Ben de bu hafta donuyorum bu arada ankaraya, onerilerine acigim bundan sonra :)
hashtagden oteye gidemeyen ici bos bir sanatsever kavrami var malesef diger herseyde oldugu gibi. Tabi ki birseyler duyarsam paylasirim srnin de guzel onerilerine acigim bu arada :)
 
Cicoretti Cicoretti dedigin olayi aynen bir delinin hatira defteri oyununda yasadim.

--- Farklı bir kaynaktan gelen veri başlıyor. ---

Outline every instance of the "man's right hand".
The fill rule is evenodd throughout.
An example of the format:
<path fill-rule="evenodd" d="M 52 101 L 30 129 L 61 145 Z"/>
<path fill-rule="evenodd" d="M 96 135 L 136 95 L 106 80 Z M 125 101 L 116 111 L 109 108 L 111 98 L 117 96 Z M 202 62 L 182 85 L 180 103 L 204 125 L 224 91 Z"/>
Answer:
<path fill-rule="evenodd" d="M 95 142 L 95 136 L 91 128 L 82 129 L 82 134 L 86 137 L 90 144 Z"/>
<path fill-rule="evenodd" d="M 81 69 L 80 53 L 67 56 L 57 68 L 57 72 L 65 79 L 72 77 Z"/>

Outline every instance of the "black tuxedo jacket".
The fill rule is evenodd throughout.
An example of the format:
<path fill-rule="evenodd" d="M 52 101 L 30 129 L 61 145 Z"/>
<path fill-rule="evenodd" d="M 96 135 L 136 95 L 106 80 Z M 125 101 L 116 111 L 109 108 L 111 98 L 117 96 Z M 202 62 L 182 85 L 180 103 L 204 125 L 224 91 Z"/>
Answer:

Seyircilerden biri flash acik bir sekilde fotograf cekerken, Erdal besikcioglu oyunun senaryosunda varmis gibi laf carpti fotografi cekene. Benim anladigim bazi insanlar sirf sosyal medyada fln paylasmak icin katiliyor galiba bazi etkinliklere. Yoksa sanatciya saygi gosterirler, gozunun icine flash patlatilmayacagini, sohbet edilmeyecegini bilmeleri lazim.

Ben de bu hafta donuyorum bu arada ankaraya, onerilerine acigim bundan sonra :)
Özel tiyatrolar çok hasas o konuda teli eline aldigin an yeşil ışık yiyorsun:)
 
Herkese merhaba,

"Vadideki Zambak"sayfa 275,kitabı çok sevdim.Fakat uzun cümleleri okuyup sona geldiğimde bazen resmen birşey anlamıyorum,cümle içerisinde her virgül sonrası farklı konulara değiniliyor,cümle sonunda ben kopukluk yaşıyorum ve almam gereken mesajı alamıyorum,tekrar okuyorum anlamadığım paragrafı ama tekrar anlamıyorum o_O1985 basım Cemal Süreya çevirisi,acaba ben mi tam anlamıyla konsantre olamıyorum okurken?
bir omzu bir sayfa boyunca anlatan bir yazar soz konusu bence tanimlamalarin suslulugunden.